Location: Boulevard and Freedom Parkway
9. “Young Americans,” Sheila Pree Bright
Atlanta fine-art photographer
Pree Bright wheat-pasted epic-sized portraits, including "Aaron, " from the "
" series on the David T. Howard School in the Historic Old Fourth Ward. The installation is part of Atlanta Celebrates Photography 2013. CONTRIBUTED BY
PREE BRIGHT.
For several years, Atlanta-based artist Sheila Pree Bright has photographed millennials with the American flag, asking them to interact with the symbol to express their feelings about being an American. Placed on the David T. Howard school brick exterior in 2013, Pree Bright’s “Young Americans” murals bring her series to an institution that educated many civil rights activists. The mural is incredibly powerful in its own right: As Atlanta grows and moves rapidly into the future, and the mantle passes from one generation to the next, such work serves as reminders of the importance of the past and the bright potential of the city.

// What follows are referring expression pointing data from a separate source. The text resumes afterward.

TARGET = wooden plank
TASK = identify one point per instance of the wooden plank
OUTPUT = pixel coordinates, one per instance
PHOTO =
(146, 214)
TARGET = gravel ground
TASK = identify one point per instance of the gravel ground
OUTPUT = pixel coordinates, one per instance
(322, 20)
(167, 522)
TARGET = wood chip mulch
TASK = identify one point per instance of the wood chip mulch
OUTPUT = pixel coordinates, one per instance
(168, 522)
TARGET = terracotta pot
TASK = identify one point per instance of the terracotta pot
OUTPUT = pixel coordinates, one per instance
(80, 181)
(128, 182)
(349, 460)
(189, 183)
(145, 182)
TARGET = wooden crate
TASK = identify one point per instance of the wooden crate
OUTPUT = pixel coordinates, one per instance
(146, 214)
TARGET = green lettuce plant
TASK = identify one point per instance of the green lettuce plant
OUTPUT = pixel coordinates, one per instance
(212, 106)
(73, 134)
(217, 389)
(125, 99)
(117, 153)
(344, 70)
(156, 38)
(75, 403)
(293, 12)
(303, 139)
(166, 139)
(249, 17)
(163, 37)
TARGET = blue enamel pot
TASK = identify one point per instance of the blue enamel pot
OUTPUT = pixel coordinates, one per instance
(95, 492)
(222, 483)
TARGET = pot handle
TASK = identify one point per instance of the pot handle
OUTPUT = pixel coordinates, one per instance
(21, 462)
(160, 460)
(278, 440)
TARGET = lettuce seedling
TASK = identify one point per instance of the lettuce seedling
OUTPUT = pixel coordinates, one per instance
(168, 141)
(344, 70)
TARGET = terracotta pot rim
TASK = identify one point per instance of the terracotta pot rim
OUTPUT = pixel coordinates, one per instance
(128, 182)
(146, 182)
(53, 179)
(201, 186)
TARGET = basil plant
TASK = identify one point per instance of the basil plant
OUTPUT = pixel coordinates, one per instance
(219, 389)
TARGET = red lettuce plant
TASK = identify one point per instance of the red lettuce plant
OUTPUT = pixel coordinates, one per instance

Location: Old Fourth Ward, block bounded by Irwin, Houston, Randolph and Howell streets.
10. “From the Cabinet,” Radcliffe Bailey
It’s hard to think of an Atlanta-based artist with star power to rival Radcliffe Bailey. As an artist who has often plumbed African-American history, Bailey’s first outdoor public work will fittingly debut at the newly expanded Auburn Avenue Research Library on African American Culture. “The significance of working on the Auburn Avenue Research Library is rooted in the history of this location and its connection to African-American history and the people of Atlanta,” Bailey says. Created as part of Fulton County’s Art in Public Places resolution, the 4,000-pound steel sculpture includes metal silhouettes containing references to Africa, music, books and sailing ships. The piece is scheduled to debut on May 22.
Location: Auburn Avenue Research Library, 101 Auburn Ave.